I am trying to calculate if a member shops in January, what proportion shop again in February and what proportion shop again within 3 months. Ultimately to create a table similar to the image attached.
I have tried the below code. The first left join works, but when I add the second one to calculate within_3months the error: "FROM keyword not found where expected" is shown (for the separate line). Can I left join twice or must I do separate scripts for columns?
, count(distinct B.members)/count(distinct A.members) *100 as 1month_retention_rate
select
year_month_january21
, count(distinct A.members) as num_of_mems_shopped_january21
, count(distinct B.members)as retained_february21
, count(distinct B.members)/count(distinct A.members) *100 as 1month_retention_rate
, count(distinct C.members)/count(distinct A.members) *100 as within_3months
from
(select
members
, year_month as year_month_january21
from table.members t
join table.date tm on t.dt_key = tm.date_key
and year_month = 202101
group by
members
, year_month) A
left join
(select
members
, year_month as year_month_february21
from table.members t
join table.date tm on t.dt_key = tm.date_key
and year_month = 202102
group by
members
, year_month) B on A.members = B.members
left join
(select
members
, year_month as year_month_3months
from table.members t
join table.date tm on t.dt_key = tm.date_key
and year_month between 202102 and 202104
group by
members
, year_month) C on A.members = C.members
group by
year_month_january21;
I have tried left creating a separate time table and joining to this. It does not work.
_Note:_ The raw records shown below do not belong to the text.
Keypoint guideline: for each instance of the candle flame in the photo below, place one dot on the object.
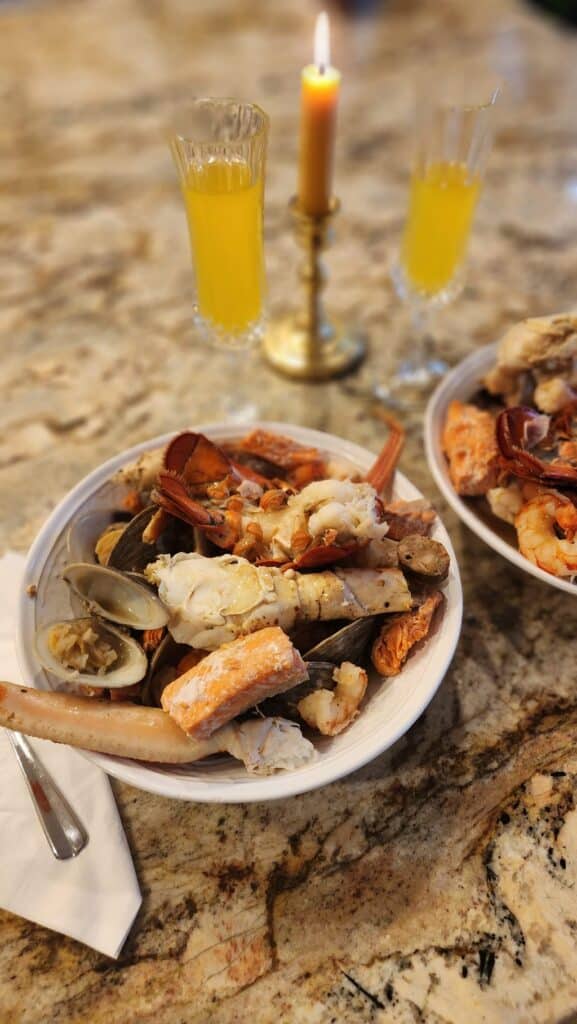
(322, 42)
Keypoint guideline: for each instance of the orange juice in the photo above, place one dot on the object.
(224, 214)
(442, 207)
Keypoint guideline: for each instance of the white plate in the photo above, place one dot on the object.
(461, 384)
(392, 706)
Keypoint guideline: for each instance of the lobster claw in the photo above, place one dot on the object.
(197, 460)
(518, 429)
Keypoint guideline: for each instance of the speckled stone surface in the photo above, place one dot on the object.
(440, 883)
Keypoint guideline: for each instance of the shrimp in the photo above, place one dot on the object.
(537, 526)
(470, 445)
(331, 711)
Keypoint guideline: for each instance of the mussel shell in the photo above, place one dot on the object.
(130, 667)
(130, 554)
(347, 644)
(168, 653)
(115, 596)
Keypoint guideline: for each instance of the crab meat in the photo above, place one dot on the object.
(331, 711)
(213, 600)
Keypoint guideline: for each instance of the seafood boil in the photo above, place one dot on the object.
(514, 443)
(234, 603)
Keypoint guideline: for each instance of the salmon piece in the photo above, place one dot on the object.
(470, 444)
(230, 680)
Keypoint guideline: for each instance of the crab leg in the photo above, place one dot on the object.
(124, 729)
(147, 733)
(381, 472)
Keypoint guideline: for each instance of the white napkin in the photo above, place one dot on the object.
(93, 897)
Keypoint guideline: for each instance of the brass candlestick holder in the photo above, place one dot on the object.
(307, 345)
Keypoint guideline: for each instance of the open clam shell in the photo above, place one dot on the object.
(346, 644)
(116, 597)
(129, 667)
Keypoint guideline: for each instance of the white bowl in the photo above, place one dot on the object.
(461, 384)
(389, 710)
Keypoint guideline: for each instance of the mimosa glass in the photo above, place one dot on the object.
(453, 137)
(219, 150)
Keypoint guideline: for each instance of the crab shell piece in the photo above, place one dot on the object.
(513, 428)
(130, 666)
(116, 597)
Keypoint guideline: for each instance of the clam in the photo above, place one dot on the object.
(89, 652)
(116, 597)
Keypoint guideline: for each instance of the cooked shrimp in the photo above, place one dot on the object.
(331, 711)
(537, 526)
(401, 633)
(470, 445)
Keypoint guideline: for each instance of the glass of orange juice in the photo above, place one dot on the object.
(453, 136)
(219, 150)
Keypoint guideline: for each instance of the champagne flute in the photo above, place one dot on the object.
(219, 150)
(453, 136)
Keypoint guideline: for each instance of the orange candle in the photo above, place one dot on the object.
(319, 101)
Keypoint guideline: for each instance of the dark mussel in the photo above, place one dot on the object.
(162, 670)
(347, 644)
(132, 554)
(423, 556)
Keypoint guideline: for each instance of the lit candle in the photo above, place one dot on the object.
(319, 101)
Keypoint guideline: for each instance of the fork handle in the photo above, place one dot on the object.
(63, 829)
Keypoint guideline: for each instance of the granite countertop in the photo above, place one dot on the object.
(439, 883)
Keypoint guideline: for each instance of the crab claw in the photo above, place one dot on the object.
(519, 428)
(197, 460)
(172, 496)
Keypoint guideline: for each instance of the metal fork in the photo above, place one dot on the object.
(65, 833)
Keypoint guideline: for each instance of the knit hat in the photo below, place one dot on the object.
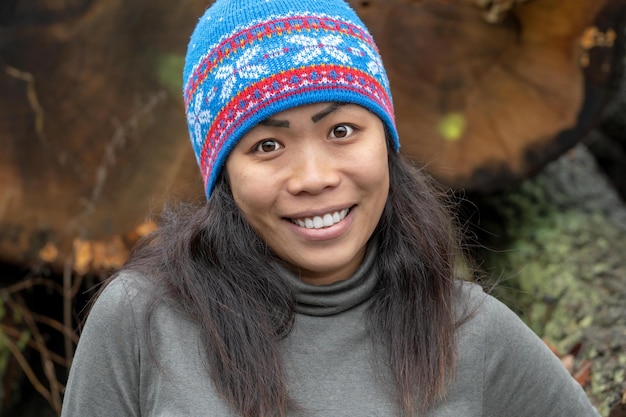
(250, 59)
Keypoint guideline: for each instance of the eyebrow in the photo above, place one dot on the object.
(328, 110)
(315, 118)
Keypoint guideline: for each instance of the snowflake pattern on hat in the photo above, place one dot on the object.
(241, 69)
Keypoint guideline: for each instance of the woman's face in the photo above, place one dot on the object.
(313, 181)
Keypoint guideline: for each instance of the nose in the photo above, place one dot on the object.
(313, 169)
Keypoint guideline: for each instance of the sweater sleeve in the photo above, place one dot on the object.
(104, 376)
(523, 378)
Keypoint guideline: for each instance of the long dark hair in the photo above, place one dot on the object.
(217, 268)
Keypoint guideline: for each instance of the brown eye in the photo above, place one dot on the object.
(268, 145)
(341, 131)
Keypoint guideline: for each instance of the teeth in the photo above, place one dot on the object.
(319, 222)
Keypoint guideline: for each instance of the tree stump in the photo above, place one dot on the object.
(560, 240)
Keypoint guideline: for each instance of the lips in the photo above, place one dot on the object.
(319, 222)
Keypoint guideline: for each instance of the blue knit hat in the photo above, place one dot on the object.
(250, 59)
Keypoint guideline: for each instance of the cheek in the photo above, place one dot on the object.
(251, 196)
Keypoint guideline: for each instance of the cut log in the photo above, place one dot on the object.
(559, 242)
(488, 92)
(92, 126)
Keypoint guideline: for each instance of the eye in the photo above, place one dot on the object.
(341, 131)
(266, 146)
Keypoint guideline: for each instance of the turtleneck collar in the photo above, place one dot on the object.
(326, 300)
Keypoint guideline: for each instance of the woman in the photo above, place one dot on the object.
(319, 277)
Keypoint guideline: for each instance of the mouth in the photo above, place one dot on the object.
(322, 221)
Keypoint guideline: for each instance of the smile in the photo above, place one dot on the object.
(319, 222)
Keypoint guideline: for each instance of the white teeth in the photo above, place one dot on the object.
(317, 222)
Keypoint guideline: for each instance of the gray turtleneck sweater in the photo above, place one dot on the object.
(504, 369)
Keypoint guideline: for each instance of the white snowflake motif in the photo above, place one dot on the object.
(242, 69)
(198, 116)
(313, 47)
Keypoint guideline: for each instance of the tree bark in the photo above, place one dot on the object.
(559, 242)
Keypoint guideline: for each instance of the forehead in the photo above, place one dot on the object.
(319, 110)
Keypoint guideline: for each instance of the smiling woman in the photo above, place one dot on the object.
(319, 278)
(313, 181)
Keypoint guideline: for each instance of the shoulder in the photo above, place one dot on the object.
(127, 292)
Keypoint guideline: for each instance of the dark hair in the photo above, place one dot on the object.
(217, 268)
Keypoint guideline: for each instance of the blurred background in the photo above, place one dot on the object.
(517, 106)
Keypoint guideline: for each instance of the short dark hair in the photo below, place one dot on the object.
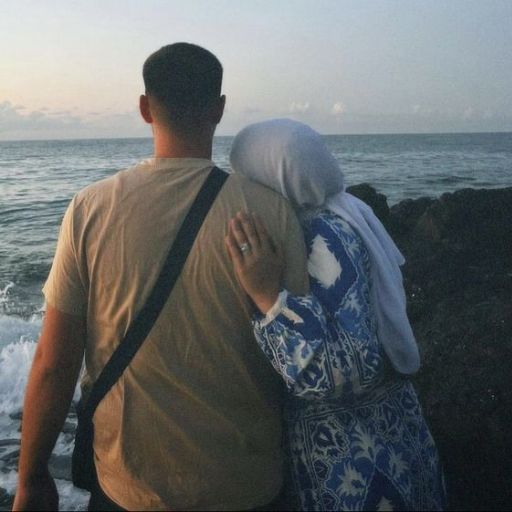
(186, 80)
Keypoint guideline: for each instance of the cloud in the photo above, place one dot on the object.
(338, 108)
(39, 124)
(299, 108)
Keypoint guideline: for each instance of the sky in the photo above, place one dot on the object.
(72, 69)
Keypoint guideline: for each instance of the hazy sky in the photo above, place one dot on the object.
(72, 69)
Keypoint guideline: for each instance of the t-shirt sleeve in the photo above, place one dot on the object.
(65, 288)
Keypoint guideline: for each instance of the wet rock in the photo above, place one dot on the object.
(6, 500)
(458, 278)
(60, 467)
(9, 442)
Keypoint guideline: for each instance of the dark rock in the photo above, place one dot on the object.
(458, 278)
(60, 467)
(9, 442)
(6, 500)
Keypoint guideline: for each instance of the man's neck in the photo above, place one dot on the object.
(167, 145)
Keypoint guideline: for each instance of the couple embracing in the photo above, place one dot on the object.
(275, 374)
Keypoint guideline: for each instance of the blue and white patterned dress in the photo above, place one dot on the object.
(357, 439)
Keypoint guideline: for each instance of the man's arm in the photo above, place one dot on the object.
(48, 396)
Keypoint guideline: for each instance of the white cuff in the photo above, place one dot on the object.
(276, 309)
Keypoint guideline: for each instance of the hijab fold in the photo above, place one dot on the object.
(292, 159)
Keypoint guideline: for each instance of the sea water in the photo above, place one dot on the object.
(38, 179)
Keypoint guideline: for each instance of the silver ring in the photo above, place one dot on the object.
(245, 247)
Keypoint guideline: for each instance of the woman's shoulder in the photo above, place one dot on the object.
(329, 225)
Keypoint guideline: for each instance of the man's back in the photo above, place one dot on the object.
(194, 423)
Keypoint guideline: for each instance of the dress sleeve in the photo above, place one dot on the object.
(294, 335)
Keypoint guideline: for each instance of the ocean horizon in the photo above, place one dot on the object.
(371, 134)
(38, 178)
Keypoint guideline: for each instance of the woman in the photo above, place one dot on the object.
(356, 436)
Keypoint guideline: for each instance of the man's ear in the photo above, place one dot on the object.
(218, 110)
(145, 111)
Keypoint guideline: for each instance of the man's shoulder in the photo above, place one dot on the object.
(101, 191)
(243, 186)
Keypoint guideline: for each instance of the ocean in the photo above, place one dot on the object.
(38, 179)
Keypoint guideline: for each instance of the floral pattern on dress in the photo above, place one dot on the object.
(356, 436)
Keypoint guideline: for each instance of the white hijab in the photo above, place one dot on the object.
(292, 159)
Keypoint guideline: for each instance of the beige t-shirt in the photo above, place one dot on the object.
(194, 422)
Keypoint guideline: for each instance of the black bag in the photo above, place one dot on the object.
(82, 464)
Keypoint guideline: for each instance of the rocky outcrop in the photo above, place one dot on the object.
(458, 278)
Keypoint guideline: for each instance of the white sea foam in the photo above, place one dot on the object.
(70, 498)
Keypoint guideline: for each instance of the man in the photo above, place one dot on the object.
(194, 422)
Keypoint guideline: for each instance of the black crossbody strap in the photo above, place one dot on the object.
(146, 318)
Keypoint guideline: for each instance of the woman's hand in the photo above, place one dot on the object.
(258, 262)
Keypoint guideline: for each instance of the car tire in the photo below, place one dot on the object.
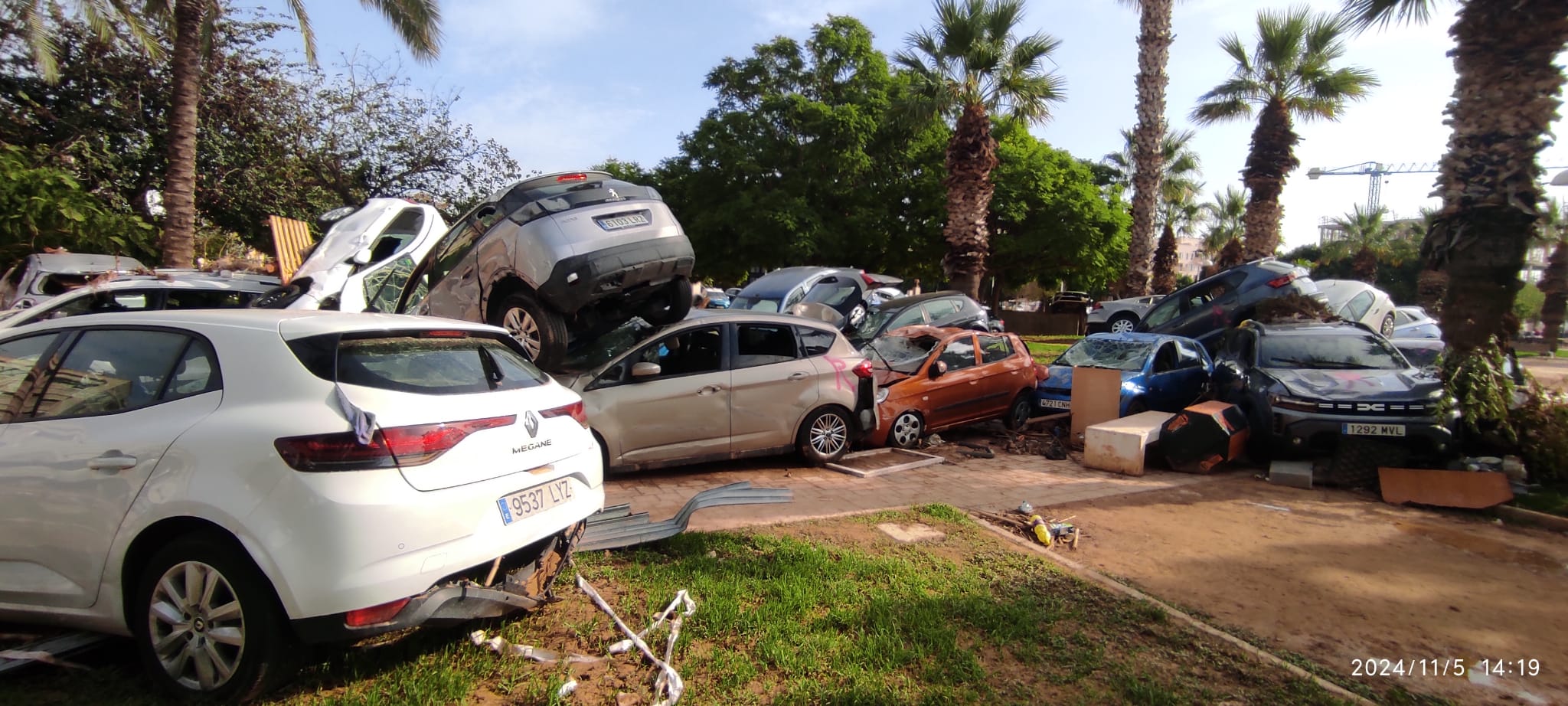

Doing calculations separately works but I must do this for multiple time frames so will take a long time.
The error isn't coming from the added left join, it's from the as 1month_retention_rate part, because it's an illegal name.
You can see that more simply with:
select dummy as 1month_retention_rate
from dual;
ORA-00923: FROM keyword not found where expected
You could change the column alias so it follows the naming rules (specifically here, does not start with a digit), or if that specific name is actually required then you could make it a quoted identifier - generally not a good option, but sometimes OK in the final output of a query.
fiddle
So in your code you would just change your new line
, count(distinct B.members)/count(distinct A.members) *100 as 1month_retention_rate
to something like
, count(distinct B.members)/count(distinct A.members) *100 as one_month_retention_rate
or with a quoted identifier
, count(distinct B.members)/count(distinct A.members) *100 as "1month_retention_rate"
fiddle - which still errors but now with ORA-00942 as I don't have your tables, and that is after changing your obfuscated schema/table names to something legal too.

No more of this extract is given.